Programs are in the works to replace nearly every vehicle in the Marine Corps’ ship-to-shore fleet, as well as its Humvees and fighter jets. All these needs created the mountain of requirements that Amos said the Marine Corps would never be able to afford. Flattened out and sequenced, Amos believes the Marine Corps’ vehicle needs can be covered with the $2.9 billion it annually spends on procurement, just 12 percent of its total budget.
“That mountain of requirements that were unaffordable … we’ve spread that out to where it is affordable,” he said.
Recognizing the tight fiscal environment, Marines will have to make do with some of what they have. An unspecified number of assault amphibious vehicles will undergo a service life extension program and be reintroduced into the fleet, Amos said. 
New acquisition of ground vehicles will occur in three phases  — Joint Light Tactical Vehicle to replace Humvees, followed by the Amphibious Combat Vehicle, then the Marine Personnel Carrier.
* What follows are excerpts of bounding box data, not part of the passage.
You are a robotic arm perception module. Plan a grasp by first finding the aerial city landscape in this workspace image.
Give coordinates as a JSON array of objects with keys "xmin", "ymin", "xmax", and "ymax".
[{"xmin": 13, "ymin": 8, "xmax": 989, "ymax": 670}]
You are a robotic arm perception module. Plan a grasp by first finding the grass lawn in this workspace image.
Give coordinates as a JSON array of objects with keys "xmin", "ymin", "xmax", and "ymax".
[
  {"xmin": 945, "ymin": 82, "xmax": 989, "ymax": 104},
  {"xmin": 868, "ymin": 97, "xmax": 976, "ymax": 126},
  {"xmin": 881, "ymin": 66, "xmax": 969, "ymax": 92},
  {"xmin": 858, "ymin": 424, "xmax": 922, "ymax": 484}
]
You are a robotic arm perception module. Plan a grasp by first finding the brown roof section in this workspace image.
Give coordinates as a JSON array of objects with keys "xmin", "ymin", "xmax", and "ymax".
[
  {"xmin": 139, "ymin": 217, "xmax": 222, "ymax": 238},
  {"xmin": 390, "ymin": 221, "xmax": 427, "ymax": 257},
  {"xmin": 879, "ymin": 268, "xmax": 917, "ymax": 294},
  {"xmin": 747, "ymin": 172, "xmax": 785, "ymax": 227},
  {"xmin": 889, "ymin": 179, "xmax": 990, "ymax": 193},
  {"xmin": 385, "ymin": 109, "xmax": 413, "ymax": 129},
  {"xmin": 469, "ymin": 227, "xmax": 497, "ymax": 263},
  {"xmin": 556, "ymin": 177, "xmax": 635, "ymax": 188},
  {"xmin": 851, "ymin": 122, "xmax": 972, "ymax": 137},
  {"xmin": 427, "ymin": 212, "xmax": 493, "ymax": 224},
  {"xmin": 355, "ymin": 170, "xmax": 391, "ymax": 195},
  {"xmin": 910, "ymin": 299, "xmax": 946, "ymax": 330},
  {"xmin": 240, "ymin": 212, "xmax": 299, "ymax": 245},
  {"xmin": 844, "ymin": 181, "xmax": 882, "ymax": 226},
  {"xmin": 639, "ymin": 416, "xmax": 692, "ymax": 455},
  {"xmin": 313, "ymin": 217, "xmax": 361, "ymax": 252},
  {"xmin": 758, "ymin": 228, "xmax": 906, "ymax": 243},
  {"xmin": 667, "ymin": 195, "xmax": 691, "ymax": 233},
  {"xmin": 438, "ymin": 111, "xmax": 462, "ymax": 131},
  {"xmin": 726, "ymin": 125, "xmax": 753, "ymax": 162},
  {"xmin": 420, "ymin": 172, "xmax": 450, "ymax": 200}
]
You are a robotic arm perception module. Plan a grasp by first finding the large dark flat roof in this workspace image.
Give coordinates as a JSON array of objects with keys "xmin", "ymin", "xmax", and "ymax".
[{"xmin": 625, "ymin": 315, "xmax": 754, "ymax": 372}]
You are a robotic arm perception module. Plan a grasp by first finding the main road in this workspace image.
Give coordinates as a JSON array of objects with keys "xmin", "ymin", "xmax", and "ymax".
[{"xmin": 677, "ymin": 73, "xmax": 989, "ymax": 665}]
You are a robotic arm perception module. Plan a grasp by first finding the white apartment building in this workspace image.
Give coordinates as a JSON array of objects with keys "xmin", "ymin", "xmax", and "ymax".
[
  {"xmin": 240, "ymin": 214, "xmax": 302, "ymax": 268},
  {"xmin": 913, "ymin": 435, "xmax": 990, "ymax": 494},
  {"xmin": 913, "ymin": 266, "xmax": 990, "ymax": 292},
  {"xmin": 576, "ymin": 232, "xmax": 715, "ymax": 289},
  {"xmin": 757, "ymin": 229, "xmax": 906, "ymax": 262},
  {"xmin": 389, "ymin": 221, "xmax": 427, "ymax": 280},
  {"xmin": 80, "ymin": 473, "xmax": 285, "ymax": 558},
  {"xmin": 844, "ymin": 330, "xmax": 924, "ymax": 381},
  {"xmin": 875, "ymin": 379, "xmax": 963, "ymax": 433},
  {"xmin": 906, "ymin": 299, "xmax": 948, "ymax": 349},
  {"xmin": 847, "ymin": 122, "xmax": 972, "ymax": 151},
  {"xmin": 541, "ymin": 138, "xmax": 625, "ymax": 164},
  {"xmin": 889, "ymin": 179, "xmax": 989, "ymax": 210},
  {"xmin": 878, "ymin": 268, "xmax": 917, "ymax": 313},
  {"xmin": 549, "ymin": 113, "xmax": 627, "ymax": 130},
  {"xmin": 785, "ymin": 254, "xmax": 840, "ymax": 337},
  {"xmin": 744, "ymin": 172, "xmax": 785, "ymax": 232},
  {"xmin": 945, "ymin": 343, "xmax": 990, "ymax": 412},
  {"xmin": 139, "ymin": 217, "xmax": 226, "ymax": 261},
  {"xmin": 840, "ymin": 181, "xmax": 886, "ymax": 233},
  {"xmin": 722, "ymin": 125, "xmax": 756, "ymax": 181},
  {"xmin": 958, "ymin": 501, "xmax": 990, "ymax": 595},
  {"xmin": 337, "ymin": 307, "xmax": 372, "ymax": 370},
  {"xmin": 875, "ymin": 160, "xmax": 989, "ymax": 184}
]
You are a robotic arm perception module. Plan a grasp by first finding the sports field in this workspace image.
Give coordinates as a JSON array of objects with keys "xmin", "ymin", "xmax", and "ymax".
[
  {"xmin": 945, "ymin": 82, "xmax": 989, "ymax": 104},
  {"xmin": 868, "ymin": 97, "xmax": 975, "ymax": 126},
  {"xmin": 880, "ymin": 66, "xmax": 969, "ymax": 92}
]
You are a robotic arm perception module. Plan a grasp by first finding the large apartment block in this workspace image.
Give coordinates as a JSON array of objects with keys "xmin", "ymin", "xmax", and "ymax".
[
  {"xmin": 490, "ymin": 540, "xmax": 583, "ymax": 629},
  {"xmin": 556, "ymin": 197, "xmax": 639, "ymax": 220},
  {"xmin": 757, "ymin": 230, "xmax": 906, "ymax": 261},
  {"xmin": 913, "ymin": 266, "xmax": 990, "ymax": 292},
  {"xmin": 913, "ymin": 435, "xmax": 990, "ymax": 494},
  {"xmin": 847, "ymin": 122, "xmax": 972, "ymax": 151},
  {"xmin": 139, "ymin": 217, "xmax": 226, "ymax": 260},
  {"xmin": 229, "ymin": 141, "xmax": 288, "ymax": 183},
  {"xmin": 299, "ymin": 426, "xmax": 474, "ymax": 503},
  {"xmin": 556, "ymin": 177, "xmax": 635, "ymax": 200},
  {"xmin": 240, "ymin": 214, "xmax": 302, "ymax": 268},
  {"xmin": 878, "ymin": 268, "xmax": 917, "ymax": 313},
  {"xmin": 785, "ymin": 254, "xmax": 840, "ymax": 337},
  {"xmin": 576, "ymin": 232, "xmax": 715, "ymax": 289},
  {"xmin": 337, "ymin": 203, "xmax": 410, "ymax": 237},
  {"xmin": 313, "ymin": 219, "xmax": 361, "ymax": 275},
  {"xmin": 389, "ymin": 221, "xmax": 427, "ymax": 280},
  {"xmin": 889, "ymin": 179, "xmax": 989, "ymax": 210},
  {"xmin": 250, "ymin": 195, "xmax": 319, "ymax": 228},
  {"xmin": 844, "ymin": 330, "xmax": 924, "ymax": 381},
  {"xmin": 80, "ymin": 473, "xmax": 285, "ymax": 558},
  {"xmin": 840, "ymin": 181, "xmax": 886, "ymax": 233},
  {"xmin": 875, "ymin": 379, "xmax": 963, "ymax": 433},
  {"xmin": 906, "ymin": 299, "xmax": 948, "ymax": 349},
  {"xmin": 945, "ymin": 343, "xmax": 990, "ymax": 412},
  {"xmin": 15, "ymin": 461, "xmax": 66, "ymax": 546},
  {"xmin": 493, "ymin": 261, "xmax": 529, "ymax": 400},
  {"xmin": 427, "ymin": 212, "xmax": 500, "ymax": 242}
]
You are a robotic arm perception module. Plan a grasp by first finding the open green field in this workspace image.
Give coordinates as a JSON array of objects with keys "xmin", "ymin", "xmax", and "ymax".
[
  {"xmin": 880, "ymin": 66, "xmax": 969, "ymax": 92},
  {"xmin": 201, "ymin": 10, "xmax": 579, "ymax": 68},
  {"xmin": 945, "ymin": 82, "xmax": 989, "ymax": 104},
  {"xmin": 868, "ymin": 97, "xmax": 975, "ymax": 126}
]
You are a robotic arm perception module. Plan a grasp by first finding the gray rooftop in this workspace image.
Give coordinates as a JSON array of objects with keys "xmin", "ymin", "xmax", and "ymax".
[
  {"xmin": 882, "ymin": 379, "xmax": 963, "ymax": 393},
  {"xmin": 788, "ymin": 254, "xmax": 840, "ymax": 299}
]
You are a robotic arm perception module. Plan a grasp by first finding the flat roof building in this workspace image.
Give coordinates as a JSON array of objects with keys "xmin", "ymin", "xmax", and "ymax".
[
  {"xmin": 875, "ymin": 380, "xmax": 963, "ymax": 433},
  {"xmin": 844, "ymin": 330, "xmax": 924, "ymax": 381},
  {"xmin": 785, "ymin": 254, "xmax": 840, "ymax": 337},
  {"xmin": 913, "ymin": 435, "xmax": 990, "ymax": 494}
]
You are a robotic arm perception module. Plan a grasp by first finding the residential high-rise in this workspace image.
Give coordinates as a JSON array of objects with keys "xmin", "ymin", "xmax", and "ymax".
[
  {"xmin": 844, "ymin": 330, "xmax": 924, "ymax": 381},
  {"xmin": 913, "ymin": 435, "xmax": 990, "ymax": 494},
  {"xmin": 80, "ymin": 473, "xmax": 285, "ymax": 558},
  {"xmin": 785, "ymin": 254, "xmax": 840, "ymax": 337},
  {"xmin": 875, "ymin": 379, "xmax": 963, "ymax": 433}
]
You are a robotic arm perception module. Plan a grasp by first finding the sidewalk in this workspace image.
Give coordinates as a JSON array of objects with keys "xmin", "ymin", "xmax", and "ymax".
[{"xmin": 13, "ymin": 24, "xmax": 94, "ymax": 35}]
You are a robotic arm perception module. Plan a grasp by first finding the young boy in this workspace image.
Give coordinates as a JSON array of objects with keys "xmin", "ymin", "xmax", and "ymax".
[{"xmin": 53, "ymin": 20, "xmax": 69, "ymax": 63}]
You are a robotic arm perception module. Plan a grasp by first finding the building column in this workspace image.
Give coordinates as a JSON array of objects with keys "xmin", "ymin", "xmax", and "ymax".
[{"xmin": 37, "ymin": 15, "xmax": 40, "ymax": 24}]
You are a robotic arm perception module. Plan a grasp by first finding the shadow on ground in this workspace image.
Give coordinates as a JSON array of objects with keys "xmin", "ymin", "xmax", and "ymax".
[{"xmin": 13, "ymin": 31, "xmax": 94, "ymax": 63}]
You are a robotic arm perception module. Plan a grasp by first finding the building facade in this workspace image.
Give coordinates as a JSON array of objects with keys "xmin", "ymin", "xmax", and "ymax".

The JLTV program reached a major milestone Aug. 22 when three engineering, manufacturing and development contracts were awarded. The Marine Corps is committed to buying at least 5,000 of those vehicles, then shifting to other platforms to diversify its fleet.
ACV is essentially a rebirth of the Expeditonary Fighting Vehicle program that was voluntarily scuttled last year. Engineers are at work honing the requirements for what will eventually be an armed heavy tracked vehicle capable of carrying a squad of Marines. An analysis of alternatives has been completed and plans are to release a request for proposals to industry sometime this fall, but Amos gave no specific date.
The Marine Personnel Carrier, which will bought after ACV, will be a medium-weight wheeled vehicle for transporting Marines once ashore. The three vehicles make up the Marine Corps’ tactical ground mobility fleet.
“We can do that, but we’re going to manage it with a real sense of frugality,” he said. “It allows us to live within our means, which are kind of the rules of the road right now.”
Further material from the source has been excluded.